Francois Gouget fgouget@free.fr writes:
Before a 64bit integer was declared as 'long long'. This means both of these prototypes would be considered to match reset_int64(long long):
WINAPI void reset_int64(INT v1, INT v2); WINAPI void reset_int64(LONGLONG v);
And indeed there were some errors. Now it means winapi_check will think the following is a correct prototype:
WINAPI void reset_int64(DOUBLE v);
Both LONGLONG and DOUBLE are rare enough in the API that checking for them is not that useful. There are a million other possible mismatches that are much more likely and that winapi_check doesn't check for.
Might be unlikely but since the previous type of error actually happened I think it is still in the realm of the possible. That's why a longlong type would be nice. Then we'd have the following types:
- word any 16 bit integer (for 16 bit APIs)
- long any 32 bit integer (or less in 32bit APIs because of padding)
- longlong any 64 bit integer (signed, unsigned, etc)

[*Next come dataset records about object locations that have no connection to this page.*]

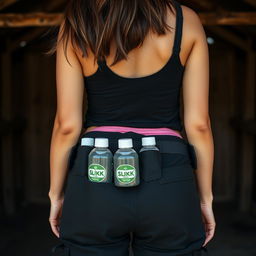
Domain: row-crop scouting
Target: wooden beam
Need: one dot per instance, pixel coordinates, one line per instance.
(248, 145)
(54, 19)
(202, 4)
(251, 2)
(6, 3)
(229, 36)
(30, 19)
(228, 18)
(7, 170)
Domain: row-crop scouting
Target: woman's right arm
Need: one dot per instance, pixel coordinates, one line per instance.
(196, 114)
(67, 125)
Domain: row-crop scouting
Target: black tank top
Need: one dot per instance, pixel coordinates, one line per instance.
(150, 101)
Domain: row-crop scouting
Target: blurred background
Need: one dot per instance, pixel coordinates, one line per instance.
(28, 104)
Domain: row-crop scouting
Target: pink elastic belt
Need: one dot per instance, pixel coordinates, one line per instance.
(144, 131)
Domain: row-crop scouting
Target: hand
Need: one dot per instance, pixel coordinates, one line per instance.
(209, 221)
(55, 215)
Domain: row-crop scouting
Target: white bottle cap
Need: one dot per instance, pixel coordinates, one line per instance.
(125, 143)
(87, 141)
(101, 142)
(148, 141)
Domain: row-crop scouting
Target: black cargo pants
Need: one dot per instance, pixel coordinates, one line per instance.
(162, 214)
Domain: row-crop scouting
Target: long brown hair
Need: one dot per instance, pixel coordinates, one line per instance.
(96, 23)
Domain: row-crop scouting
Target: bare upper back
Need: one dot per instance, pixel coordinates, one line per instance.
(155, 47)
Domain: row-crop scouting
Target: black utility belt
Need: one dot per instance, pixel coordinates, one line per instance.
(152, 164)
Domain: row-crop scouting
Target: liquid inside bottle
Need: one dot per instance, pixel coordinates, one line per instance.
(126, 164)
(100, 162)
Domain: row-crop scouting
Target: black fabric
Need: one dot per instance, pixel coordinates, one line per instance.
(162, 213)
(151, 101)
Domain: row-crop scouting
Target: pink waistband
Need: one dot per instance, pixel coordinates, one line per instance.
(144, 131)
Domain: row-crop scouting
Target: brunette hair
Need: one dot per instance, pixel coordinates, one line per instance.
(97, 23)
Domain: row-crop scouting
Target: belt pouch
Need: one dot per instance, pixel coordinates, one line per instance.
(150, 165)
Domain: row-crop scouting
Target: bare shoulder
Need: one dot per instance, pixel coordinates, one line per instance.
(193, 27)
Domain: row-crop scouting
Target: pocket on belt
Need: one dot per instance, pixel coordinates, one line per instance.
(79, 162)
(175, 161)
(150, 165)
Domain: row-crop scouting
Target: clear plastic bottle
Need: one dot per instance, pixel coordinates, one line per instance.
(100, 162)
(126, 164)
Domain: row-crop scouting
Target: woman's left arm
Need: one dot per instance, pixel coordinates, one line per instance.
(67, 124)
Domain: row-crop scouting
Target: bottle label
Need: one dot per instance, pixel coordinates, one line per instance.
(125, 173)
(97, 172)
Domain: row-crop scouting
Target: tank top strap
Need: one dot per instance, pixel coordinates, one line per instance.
(101, 64)
(179, 27)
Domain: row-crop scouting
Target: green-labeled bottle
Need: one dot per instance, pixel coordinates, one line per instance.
(126, 164)
(100, 162)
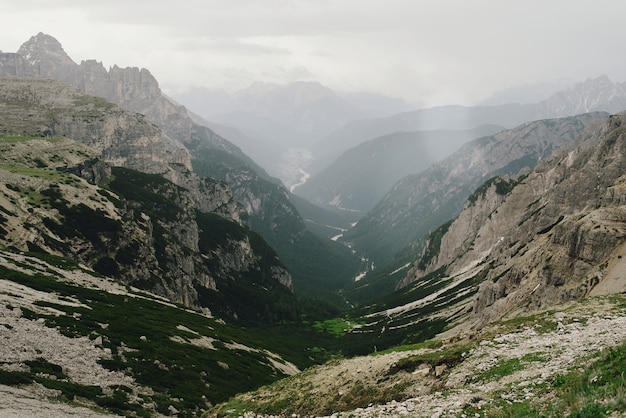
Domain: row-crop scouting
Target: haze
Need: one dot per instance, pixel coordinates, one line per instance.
(427, 52)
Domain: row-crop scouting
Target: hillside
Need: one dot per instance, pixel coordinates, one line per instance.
(265, 201)
(418, 204)
(361, 176)
(566, 360)
(592, 95)
(515, 308)
(75, 343)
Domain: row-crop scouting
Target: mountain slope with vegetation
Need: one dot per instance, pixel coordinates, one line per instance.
(360, 177)
(269, 209)
(418, 204)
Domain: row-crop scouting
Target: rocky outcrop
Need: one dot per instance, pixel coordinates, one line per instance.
(420, 203)
(553, 237)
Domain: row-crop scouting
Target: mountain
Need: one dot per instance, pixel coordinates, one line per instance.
(553, 236)
(143, 230)
(418, 204)
(514, 308)
(360, 177)
(278, 123)
(598, 94)
(210, 154)
(76, 343)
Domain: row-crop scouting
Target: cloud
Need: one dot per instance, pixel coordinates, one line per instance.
(427, 51)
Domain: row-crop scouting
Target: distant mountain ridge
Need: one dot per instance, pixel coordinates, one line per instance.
(418, 204)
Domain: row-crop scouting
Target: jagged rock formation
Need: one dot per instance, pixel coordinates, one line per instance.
(138, 91)
(553, 236)
(420, 203)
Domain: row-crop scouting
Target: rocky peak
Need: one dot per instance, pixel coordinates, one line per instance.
(556, 236)
(594, 94)
(47, 56)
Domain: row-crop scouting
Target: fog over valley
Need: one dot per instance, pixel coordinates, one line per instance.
(298, 208)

- double floating point value
- segptr segmented pointers (for 16 bit APIs)
- ptr 32bit pointer
- str 32bit pointer to an Ansi string
- wstr 32bit pointer to a Unicode string
Actually I guess this little review raises some questions:
- Do we need an integer type which is 32bit on a 32bit platform and
64bit on a 64bit platform?
- Do we need to worry about 64bit pointers? I guess ptr, str and wstr
will automatically be interpreted as 64bit pointers on a 64bit platform?
- Can we have 32bit floating point values, i.e. floats? Are these
declared as 'long'?
Actually things are not as clean as that. For instance handles are declared long even though they are actually pointers. It really doesn't matter because the only thing that is using the info is the relay debugging code that only works on x86 anyway. On other platforms all we care about is the number of arguments. If we wanted portable relay debugging then we would need a lot more info anyway, and extracting it directly from the source would be a much better approach.